Here's how the algorithm would work step-by-step:

  1. Start with a sequence of numbers beginning with 0 and 1.
  2. Create the next number in the sequence: if its position in the sequence is even, its value is the same as the number at half that position.
  3. If its position in the sequence is odd, its value is the sum of the numbers at half its position (rounded down) and one position above that.
  4. As you create each new number, keep track of the largest number you've seen so far.
  5. Continue this process until you have generated all the numbers up to the position specified, and return the largest number you kept track of.

Code Implementation

def get_maximum_generated(number):
    if number == 0:
        return 0
    
    generated_array = [0] * (number + 1)
    generated_array[1] = 1
    maximum_value = 1

    for i in range(2, number + 1):
        if i % 2 == 0:
            # Even position: Value is same as half that position
            generated_array[i] = generated_array[i // 2]
            maximum_value = max(maximum_value, generated_array[i])

        else:
            # Odd position: Sum of values at half position and one above
            generated_array[i] = generated_array[i // 2] + generated_array[i // 2 + 1]

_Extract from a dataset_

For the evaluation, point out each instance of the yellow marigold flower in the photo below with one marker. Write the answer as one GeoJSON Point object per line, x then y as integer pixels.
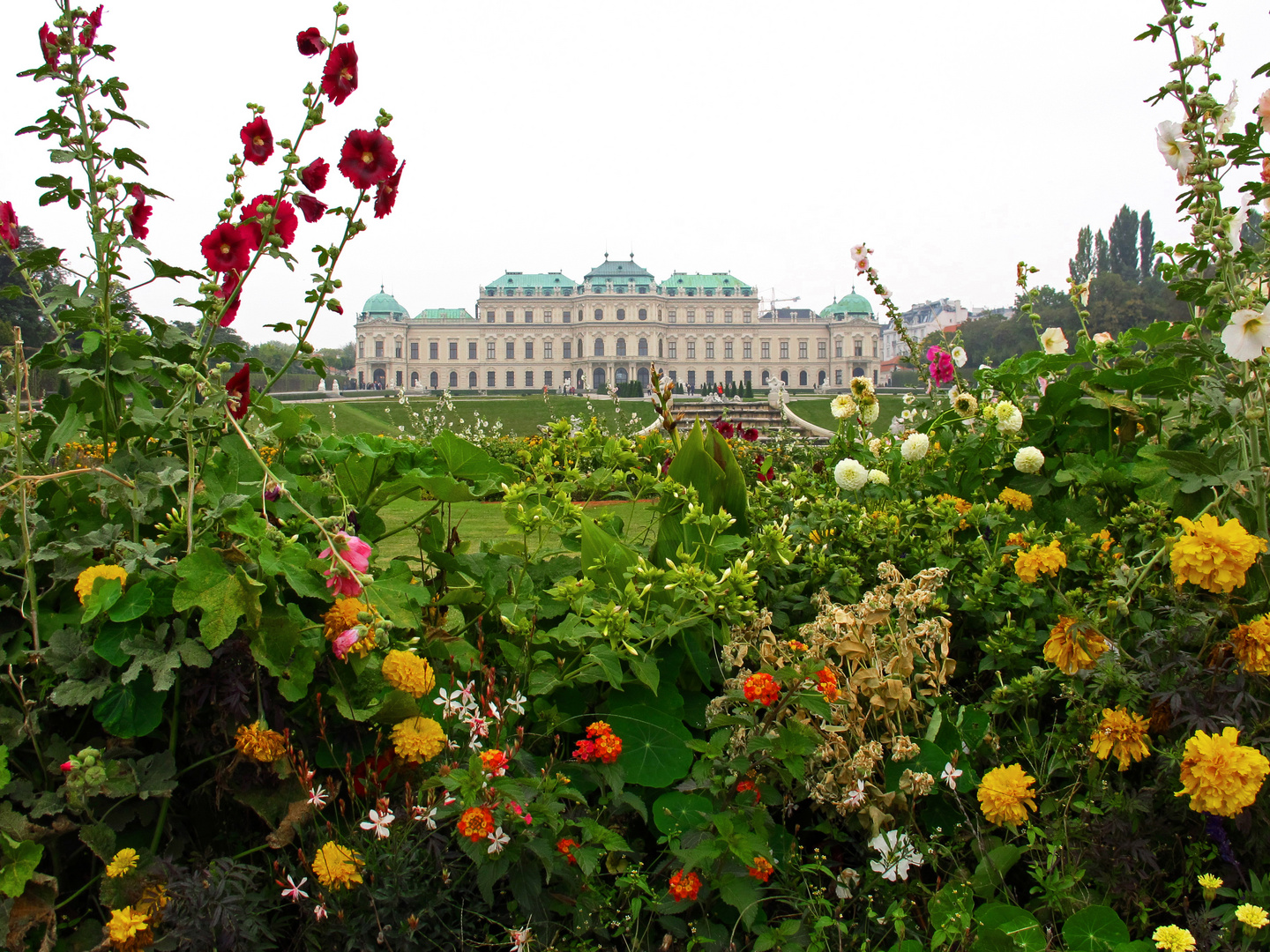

            maximum_value = max(maximum_value, generated_array[i])

    return maximum_value

Big(O) Analysis

Time Complexity
O(n)The algorithm iterates through a single loop from 2 to n, generating each element of the nums array based on the preceding elements. Each element nums[i] is calculated using simple arithmetic operations (division, addition) and array lookups (nums[i/2] or nums[i/2] + nums[i/2 + 1]), which take constant time, O(1). Therefore, the overall time complexity is directly proportional to n, resulting in O(n).
Space Complexity
O(N)The algorithm generates a sequence of numbers up to position N, storing each number in an implicit array to calculate subsequent values and track the maximum. This means that auxiliary space scales directly with N, as the numbers generated need to be kept in memory until the entire sequence is processed. Therefore, the space complexity is determined by the size of this generated sequence, which is proportional to N. The auxiliary space used is O(N).

Edge Cases

n = 0
How to Handle:
Return 0 since the array will be empty and the maximum value is zero.
n = 1
How to Handle:
Return 1 since the array will contain only nums[0] = 0 and nums[1] = 1, and the maximum is 1.
Large n (close to 100)
How to Handle:
Ensure the dynamically created array can hold 'n+1' elements without memory issues.
n is an odd number
How to Handle:
The loop condition i * 2 + 1 <= n handles odd n correctly, ensuring all necessary elements are generated.
n is an even number
How to Handle:
The loop condition i * 2 + 2 <= n handles even n correctly, ensuring all necessary elements are generated.
Integer overflow when calculating i*2 or i*2+1 for larger n
How to Handle:
The constraint n <= 100 prevents integer overflow since the largest index calculated will be 200.
Negative input n
How to Handle:
The problem states 0 <= n <= 100, so the input must be validated to not be negative and an error returned otherwise.
When n is just under the maximum limit (n=99 or n=100)
How to Handle:
Verify that all indices are accessed correctly and the last valid element is considered when finding the maximum.